Nella rappresentazione che ne dà Vittoria Ligari, però, il senso drammatico e profetico dell’episodio si perde, se non fosse per il gesto della figlia del Faraone che ferma la mano del vecchio che col pugnale si scaglia contro il fanciullo. Il tono generale, piuttosto, nota Laura Meli Bassi, è quello dell’aneddoto familiare in cui il gesto di disprezzo di Mosé passa quasi in secondo piano e ad esso ci riconduce solo la mano sinistra del Faraone che lo indica. Lo stesso Faraone, del resto, ha più l’atteggiamento di un santo in una sacra conversazione che quello della maestà dissacrata. Per il resto lo schema compositivo è molto semplice e l’intonazione cromatica degli ocra e del blu nell’abito del Faraone, richiama molto da vicino quella tipica di Pietro Ligari.

Anche questa tela è probabilmente la stessa collocata in origine, come riferisce il Quadrio, nella casa Odescalchi all’Olmo di Como, insieme a quella raffigurante Mosé salvato dalle acque.

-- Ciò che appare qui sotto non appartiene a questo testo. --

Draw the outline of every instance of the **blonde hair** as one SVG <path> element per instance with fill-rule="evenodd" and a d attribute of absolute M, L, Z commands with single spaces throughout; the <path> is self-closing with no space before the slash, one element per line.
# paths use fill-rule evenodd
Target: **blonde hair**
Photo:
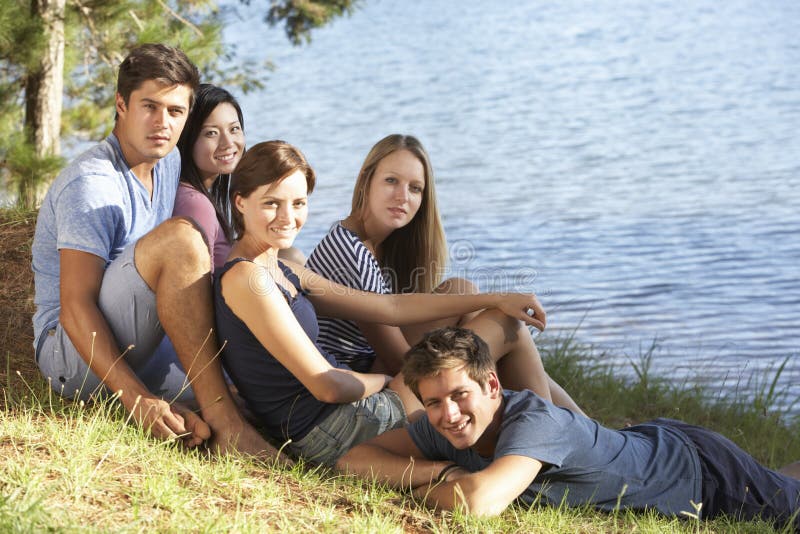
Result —
<path fill-rule="evenodd" d="M 430 293 L 441 282 L 447 265 L 447 240 L 436 204 L 430 158 L 416 137 L 392 134 L 372 147 L 358 173 L 350 216 L 363 221 L 375 169 L 383 158 L 398 150 L 408 150 L 422 163 L 425 188 L 419 211 L 411 222 L 389 234 L 381 243 L 379 261 L 391 276 L 395 293 Z"/>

I due dipinti, che secondo la Meli Bassi potrebbero essere anche i bozzetti o i modelli delle tele di cui parla il Quadrio, passarono insieme da casa Odescalchi prima nella collezione Gavazzeni di Talamona e successivamente nella collezione Fanchi di Morbegno e nella collezione Ghislanzoni sempre di Morbegno da cui pervennero nel 1983 nella collezione della banca Popolare di Sondrio.

Seguendo l’ipotesi da noi avanzata per la lettura iconografica del Mosé salvato dalle acque i due dipinti sarebbero uniti da uno stesso tema, quello di Mosé fanciullo che disprezza istintivamente i segni dell’oppressione egiziana del suo popolo (la nutrice egiziana, il Faraone) prefigurando il suo destino di liberatore del suo popolo, immagine storica di un'altra liberazione, quella spirituale dalla colpa originaria, che compirà un altro Redentore, lo stesso figlio Cristo.